Winsen/Buchholz. Im Landkreis Harburg dauert er länger als im Bundesdurchschnitt bis freie Arbeitsplätze wieder besetzt sind. Arbeitslosigkeit sinkt weiter.

Unter einem strahlend blauen Himmel baut Michael Gross an diesem späten Vormittag die Fenster an einem Neubau in Holm-Seppensen ein. Neben ihm stehen weitere große Dreifach-Scheiben, die er zusammen mit seinem Kollegen noch einsetzen wird.

Der 48-jährige Tischlermeister und Betriebswirt des Handwerks, der aus Hessen stammt, arbeitet seit Mitte Mai bei der Firma Bebatherm im selben Ort. Vermittelt hat ihn, nachdem sein voriger Arbeitgeber zu wenig Aufträge hatte, die Arbeitsagentur in Winsen. „Ich bin zufrieden. Wir haben ein gutes Betriebsklima und ich habe hier die Perspektive, künftig Vorarbeiter der Firma zu werden“, sagt Gross.

Der Wechsel zu seinen neuen Arbeitgeber, der sich nicht nur mit Fenstern sondern auch mit Türen, Toren und Antrieben befasst, war nicht nur für Gross ein Glücksfall. Auch Bebatherm-Chef Bernd Baaske kann sich freuen, dass er einen gut qualifizierten Mitarbeiter gefunden hat, der auch Führungsaufgaben übernehmen soll. Denn auf dem Arbeitsmarkt wird es immer schwieriger, Fachkräfte gerade für das Handwerk zu finden.
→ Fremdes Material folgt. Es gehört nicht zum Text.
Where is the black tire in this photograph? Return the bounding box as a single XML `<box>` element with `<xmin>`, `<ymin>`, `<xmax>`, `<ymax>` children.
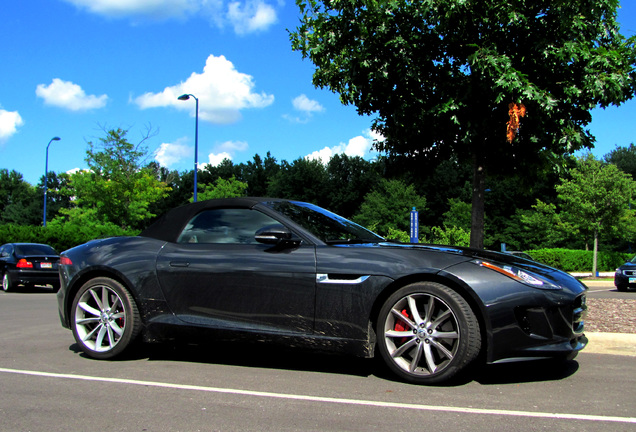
<box><xmin>376</xmin><ymin>282</ymin><xmax>481</xmax><ymax>384</ymax></box>
<box><xmin>71</xmin><ymin>277</ymin><xmax>141</xmax><ymax>359</ymax></box>
<box><xmin>2</xmin><ymin>271</ymin><xmax>14</xmax><ymax>292</ymax></box>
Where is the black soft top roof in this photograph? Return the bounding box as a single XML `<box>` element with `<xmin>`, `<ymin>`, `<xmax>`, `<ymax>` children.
<box><xmin>139</xmin><ymin>197</ymin><xmax>285</xmax><ymax>242</ymax></box>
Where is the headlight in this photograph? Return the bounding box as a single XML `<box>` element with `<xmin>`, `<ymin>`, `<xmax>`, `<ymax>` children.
<box><xmin>472</xmin><ymin>260</ymin><xmax>561</xmax><ymax>290</ymax></box>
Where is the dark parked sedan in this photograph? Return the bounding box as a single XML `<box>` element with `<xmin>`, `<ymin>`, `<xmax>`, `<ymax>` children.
<box><xmin>58</xmin><ymin>198</ymin><xmax>587</xmax><ymax>384</ymax></box>
<box><xmin>614</xmin><ymin>256</ymin><xmax>636</xmax><ymax>291</ymax></box>
<box><xmin>0</xmin><ymin>243</ymin><xmax>60</xmax><ymax>291</ymax></box>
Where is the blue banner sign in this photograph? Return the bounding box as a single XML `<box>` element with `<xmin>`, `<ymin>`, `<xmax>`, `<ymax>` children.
<box><xmin>411</xmin><ymin>207</ymin><xmax>420</xmax><ymax>243</ymax></box>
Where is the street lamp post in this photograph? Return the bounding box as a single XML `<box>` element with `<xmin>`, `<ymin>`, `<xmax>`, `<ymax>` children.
<box><xmin>178</xmin><ymin>94</ymin><xmax>199</xmax><ymax>202</ymax></box>
<box><xmin>42</xmin><ymin>137</ymin><xmax>60</xmax><ymax>226</ymax></box>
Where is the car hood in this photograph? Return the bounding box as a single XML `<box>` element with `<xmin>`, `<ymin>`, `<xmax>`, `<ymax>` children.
<box><xmin>339</xmin><ymin>242</ymin><xmax>580</xmax><ymax>284</ymax></box>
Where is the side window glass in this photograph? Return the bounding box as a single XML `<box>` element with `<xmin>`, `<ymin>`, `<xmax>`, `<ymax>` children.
<box><xmin>177</xmin><ymin>209</ymin><xmax>279</xmax><ymax>244</ymax></box>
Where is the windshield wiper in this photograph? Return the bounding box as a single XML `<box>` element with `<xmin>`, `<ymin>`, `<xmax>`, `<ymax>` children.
<box><xmin>325</xmin><ymin>238</ymin><xmax>377</xmax><ymax>244</ymax></box>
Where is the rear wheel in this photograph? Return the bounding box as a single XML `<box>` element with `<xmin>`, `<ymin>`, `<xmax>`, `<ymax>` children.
<box><xmin>377</xmin><ymin>282</ymin><xmax>481</xmax><ymax>384</ymax></box>
<box><xmin>71</xmin><ymin>277</ymin><xmax>141</xmax><ymax>359</ymax></box>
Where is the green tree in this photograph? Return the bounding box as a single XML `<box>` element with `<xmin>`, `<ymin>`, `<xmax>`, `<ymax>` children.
<box><xmin>190</xmin><ymin>176</ymin><xmax>247</xmax><ymax>202</ymax></box>
<box><xmin>518</xmin><ymin>199</ymin><xmax>579</xmax><ymax>249</ymax></box>
<box><xmin>0</xmin><ymin>169</ymin><xmax>44</xmax><ymax>225</ymax></box>
<box><xmin>60</xmin><ymin>129</ymin><xmax>169</xmax><ymax>229</ymax></box>
<box><xmin>290</xmin><ymin>0</ymin><xmax>636</xmax><ymax>247</ymax></box>
<box><xmin>556</xmin><ymin>154</ymin><xmax>636</xmax><ymax>274</ymax></box>
<box><xmin>353</xmin><ymin>179</ymin><xmax>426</xmax><ymax>237</ymax></box>
<box><xmin>603</xmin><ymin>143</ymin><xmax>636</xmax><ymax>180</ymax></box>
<box><xmin>325</xmin><ymin>154</ymin><xmax>380</xmax><ymax>218</ymax></box>
<box><xmin>267</xmin><ymin>158</ymin><xmax>328</xmax><ymax>207</ymax></box>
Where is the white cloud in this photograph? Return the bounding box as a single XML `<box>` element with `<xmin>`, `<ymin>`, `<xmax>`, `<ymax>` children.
<box><xmin>35</xmin><ymin>78</ymin><xmax>108</xmax><ymax>111</ymax></box>
<box><xmin>65</xmin><ymin>0</ymin><xmax>283</xmax><ymax>35</ymax></box>
<box><xmin>66</xmin><ymin>0</ymin><xmax>205</xmax><ymax>19</ymax></box>
<box><xmin>135</xmin><ymin>55</ymin><xmax>274</xmax><ymax>123</ymax></box>
<box><xmin>205</xmin><ymin>152</ymin><xmax>232</xmax><ymax>169</ymax></box>
<box><xmin>305</xmin><ymin>130</ymin><xmax>384</xmax><ymax>164</ymax></box>
<box><xmin>0</xmin><ymin>109</ymin><xmax>24</xmax><ymax>142</ymax></box>
<box><xmin>155</xmin><ymin>138</ymin><xmax>194</xmax><ymax>167</ymax></box>
<box><xmin>227</xmin><ymin>0</ymin><xmax>278</xmax><ymax>34</ymax></box>
<box><xmin>292</xmin><ymin>94</ymin><xmax>325</xmax><ymax>114</ymax></box>
<box><xmin>283</xmin><ymin>94</ymin><xmax>325</xmax><ymax>123</ymax></box>
<box><xmin>218</xmin><ymin>141</ymin><xmax>249</xmax><ymax>153</ymax></box>
<box><xmin>199</xmin><ymin>141</ymin><xmax>249</xmax><ymax>169</ymax></box>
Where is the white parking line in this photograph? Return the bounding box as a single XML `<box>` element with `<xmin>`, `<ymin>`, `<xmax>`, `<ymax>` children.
<box><xmin>0</xmin><ymin>368</ymin><xmax>636</xmax><ymax>423</ymax></box>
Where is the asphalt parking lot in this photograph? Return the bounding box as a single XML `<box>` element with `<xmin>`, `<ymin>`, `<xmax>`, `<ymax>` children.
<box><xmin>0</xmin><ymin>291</ymin><xmax>636</xmax><ymax>432</ymax></box>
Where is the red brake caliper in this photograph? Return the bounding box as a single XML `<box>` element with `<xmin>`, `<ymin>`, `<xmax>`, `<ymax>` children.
<box><xmin>393</xmin><ymin>309</ymin><xmax>411</xmax><ymax>345</ymax></box>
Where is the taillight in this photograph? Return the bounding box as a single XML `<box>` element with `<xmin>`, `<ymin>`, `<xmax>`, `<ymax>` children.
<box><xmin>15</xmin><ymin>258</ymin><xmax>33</xmax><ymax>268</ymax></box>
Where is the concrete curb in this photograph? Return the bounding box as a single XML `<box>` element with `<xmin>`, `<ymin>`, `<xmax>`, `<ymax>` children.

Bundesweit braucht die Arbeitsagentur derzeit durchschnittlich 83 Tage um eine Stelle für eine Fachkraft neu zu besetzen. Im Landkreis Harburg ist die Situation sogar noch schwieriger. Dort sind es 110 Tage, im benachbarten Kreis Lüneburg 100 Tage bis ein neuer Mitarbeiter gefunden ist.

Der Engpass bei den Fachkräften betrifft dabei auch die handwerklichen Berufe. So dauert es im Landkreis Harburg 103 Tage bis ein neuer Mitarbeiter antritt, im Metallbau sind es gar 159 Tage. Auch bei Michael Gross wurde die Notlage deutlich. Er konnte aus einem Stapel von Jobangeboten wählen.

Arbeitsagentur bietet kostenlose Weiterbildungen und Umschulungen

Die Arbeitsagentur zieht neben der herkömmlichen Vermittlung nun weitere Register. „Mit Weiterbildungen und Umschulungen versuchen wir gezielt Perspektiven für Arbeitslose zu eröffnen“, sagt Bernd Passier, der Chef der Agentur für Arbeit Lüneburg-Uelzen, zu der der Landkreis Harburg zählt. „Neben den bewährten Eingliederungszuschüssen können wir auch Unternehmen finanziell unterstützen, die ihre Mitarbeiter qualifizieren und so eigene Fachkräfte heranziehen“, ergänzt Marc Bleimeister, Teamleiter bei den Geschäftsstellen der Agentur in Buchholz und Winsen.

Bebatherm-Chef Baaske, der sich nach einer Karriere in der Branche 2008 selbstständig machte, hat ebenfalls Bedarf an weiteren Mitarbeitern. Derzeit beschäftigt der Industrie- und Metallbau-Meister sieben Werker. Er könnte sich aber vorstellen, seine Belegschaft auf bis zu zehn Festangestellte auszuweiten.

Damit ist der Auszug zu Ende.